Very good school. I have worked mc nights at both CMU and Pitt and I cannot beging to tell you how much more intelligent the CMU students are. Blocks apart physically, not even in the same dimension in students. The ones I met anyways.
All animals are equal, but some are more equal than others
toastcmu
toastcmu
Joined: Nov 11, 2009
  • Threads: 17
  • Posts: 292
May 4th, 2011 at 6:01:49 PM permalink
Quote: SOOPOO

I think the problem with this thread is that the non economic intangibles are not considered. I sent my son to ludicrously expensive Carnegie Mellon not just for the information he would be taught but for the interactions with faculty and other students, and his personal growth at being away from home. It is possible, if not likely, that had I put the money away for him and had him go to our local state school, that he would have more money ten years from now.

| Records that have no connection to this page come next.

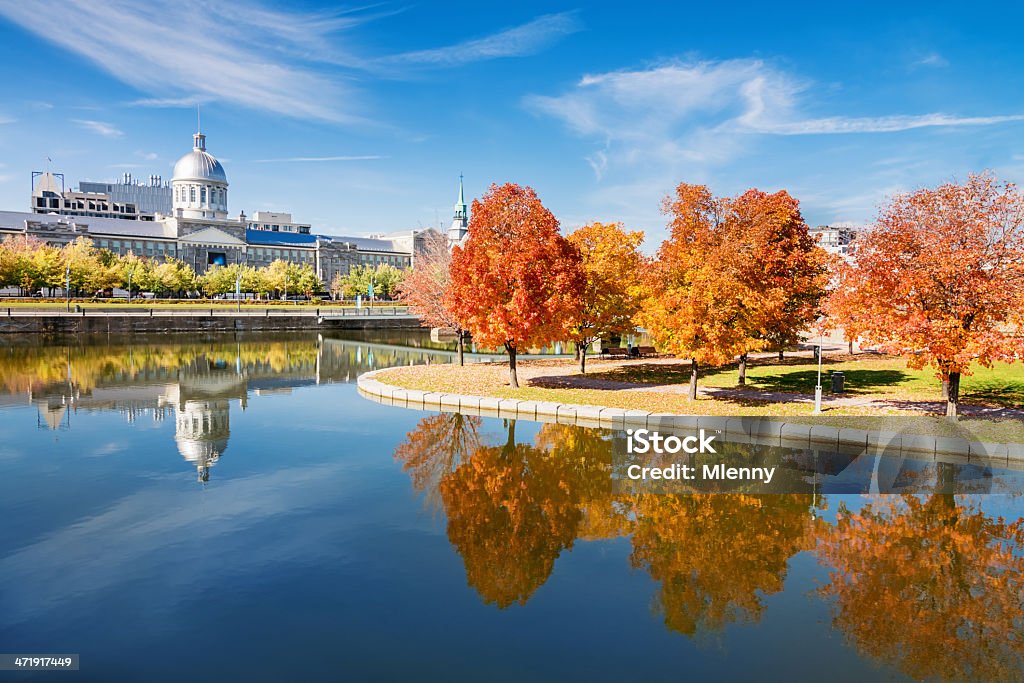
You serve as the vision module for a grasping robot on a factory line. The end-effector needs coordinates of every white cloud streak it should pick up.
[524,59,1024,172]
[0,0,358,121]
[73,119,124,139]
[382,12,581,67]
[252,155,387,164]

But college is more than a vocational school, or at least it should be.



As a CMU alum ('94) - it's been interesting to watch as CMU went from "what school? Where's that?" to a nationally ranked school. To put in perspective, back in 1990, there were about 5000 applicants for the 4000 spots back then. From what I hear, the admissions are exponentially harder now, last I had heard it was 15-20k applications for the same 4000 spots.

My own perspective is that CMU teaches how to problem solve, as many assignments were due before the professors ever lectured on them. That combined with it's small size is what makes it special.